Compilation album by The Beach Boys
- Released: February 1991
- Recorded: September 15, 1961 – March 8, 1962
- Genre: Rock
- Length: 37:48
- Label: DCC Compact Classics
- Producer: Hite Morgan

The Beach Boys chronology
| Still Cruisin' (1989) | Lost & Found (1961–62) (1991) | Summer in Paradise (1992) |

= Lost & Found (1961–62) =

Lost & Found (1961–62) is a Beach Boys compilation album which was released in 1991 under DCC Compact Classics record company. The album contains all of the early recordings of the band before they were signed to their first major record label, Capitol Records. This release is notable to collectors as it uses the original master tapes, whereas many countless gray market issues of the same material use inferior sources. This release was compiled and mastered by Steve Hoffman.

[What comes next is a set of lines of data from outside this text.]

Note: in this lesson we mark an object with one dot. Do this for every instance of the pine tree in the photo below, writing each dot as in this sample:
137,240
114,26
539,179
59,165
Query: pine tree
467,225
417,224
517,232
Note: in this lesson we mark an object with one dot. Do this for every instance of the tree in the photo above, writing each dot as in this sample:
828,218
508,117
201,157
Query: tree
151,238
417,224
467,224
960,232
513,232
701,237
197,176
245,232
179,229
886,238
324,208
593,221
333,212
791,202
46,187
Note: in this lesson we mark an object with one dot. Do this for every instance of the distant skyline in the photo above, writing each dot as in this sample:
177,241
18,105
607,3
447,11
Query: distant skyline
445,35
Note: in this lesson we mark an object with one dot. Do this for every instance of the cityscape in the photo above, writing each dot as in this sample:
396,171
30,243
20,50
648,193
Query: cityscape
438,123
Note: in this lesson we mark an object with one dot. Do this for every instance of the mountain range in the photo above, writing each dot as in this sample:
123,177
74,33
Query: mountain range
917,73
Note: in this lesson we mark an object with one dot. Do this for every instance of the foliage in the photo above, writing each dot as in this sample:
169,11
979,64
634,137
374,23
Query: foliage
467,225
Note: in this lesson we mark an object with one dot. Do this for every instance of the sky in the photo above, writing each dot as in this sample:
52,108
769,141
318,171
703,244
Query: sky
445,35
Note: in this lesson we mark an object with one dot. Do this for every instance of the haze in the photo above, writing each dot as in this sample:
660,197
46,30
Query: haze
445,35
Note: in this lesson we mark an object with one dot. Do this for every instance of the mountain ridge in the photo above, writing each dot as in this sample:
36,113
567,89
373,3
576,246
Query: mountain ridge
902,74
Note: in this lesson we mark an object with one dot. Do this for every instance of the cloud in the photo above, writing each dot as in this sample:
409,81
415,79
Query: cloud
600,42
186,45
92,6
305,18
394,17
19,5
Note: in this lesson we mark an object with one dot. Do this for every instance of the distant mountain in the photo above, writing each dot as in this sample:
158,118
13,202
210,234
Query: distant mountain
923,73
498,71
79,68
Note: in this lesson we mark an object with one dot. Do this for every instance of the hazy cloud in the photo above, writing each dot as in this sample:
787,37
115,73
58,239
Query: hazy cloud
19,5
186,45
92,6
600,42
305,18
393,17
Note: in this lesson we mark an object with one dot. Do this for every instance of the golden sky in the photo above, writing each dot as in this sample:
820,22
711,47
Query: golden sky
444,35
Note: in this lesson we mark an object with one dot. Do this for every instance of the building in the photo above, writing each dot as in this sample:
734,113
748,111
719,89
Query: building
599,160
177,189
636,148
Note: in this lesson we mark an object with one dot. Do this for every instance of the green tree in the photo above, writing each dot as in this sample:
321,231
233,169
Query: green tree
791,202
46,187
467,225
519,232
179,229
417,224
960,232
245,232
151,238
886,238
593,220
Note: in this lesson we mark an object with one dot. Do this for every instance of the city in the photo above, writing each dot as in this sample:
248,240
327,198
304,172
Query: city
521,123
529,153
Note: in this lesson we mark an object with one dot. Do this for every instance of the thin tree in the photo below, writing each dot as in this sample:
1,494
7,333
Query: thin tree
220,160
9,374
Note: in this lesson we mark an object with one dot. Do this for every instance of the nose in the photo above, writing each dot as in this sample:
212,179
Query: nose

Original recordings were produced by Hite Morgan in 1961 & 1962.

Professional ratings
Review scores
| Source | Rating |
| AllMusic | Star Half star |
| MusicHound | 3.5/5 |

==Track listing==
1. "Luau" demo (Bruce Morgan) – 1:46
2. "Surfin'" demo (Brian Wilson, Mike Love) – 2:31
3. "Studio Chatter" – 0:16
4. "Surfin'" (Brian Wilson, Mike Love) – 2:29
5. "Studio Chatter" – 0:07
6. "Surfin'" (Brian Wilson, Mike Love) – 2:21
7. "Studio Chatter" – 0:23
8. "Luau" (Bruce Morgan) – 1:50
9. "Luau" (Bruce Morgan) – 1:49
10. "Barbie" (Bruce Morgan) – 2:23 [†]
11. "What Is a Young Girl Made Of" (Bruce Morgan) – 2:18 [†]
12. "Surfin' Safari" (Brian Wilson, Mike Love) – 2:06
13. "Studio Chatter" – 0:20
14. "Surfin' Safari" (Brian Wilson, Mike Love) – 2:05
15. "Studio Chatter" – 1:00
16. "Surfer Girl" (Brian Wilson) – 2:26
17. "Judy" (Brian Wilson) – 2:22
18. "Judy" (Brian Wilson) – 2:21
19. "Beach Boy Stomp (A.K.A. Karate)" (Carl Wilson) – 2:15
20. "Surfin' Safari" (Stereo overdub attempt) (Brian Wilson, Mike Love) – 2:09
21. "Lavender" demo (Bruce Morgan) – 2:31

[†]: These tracks were released under the name Kenny and The Cadets, which comprised Brian, Carl, and Audree Wilson, and Al Jardine (after he'd left The Beach Boys). These appear as stereo mixes with the vocals on one channel, the instrumental track on the other. The originally released single was mono.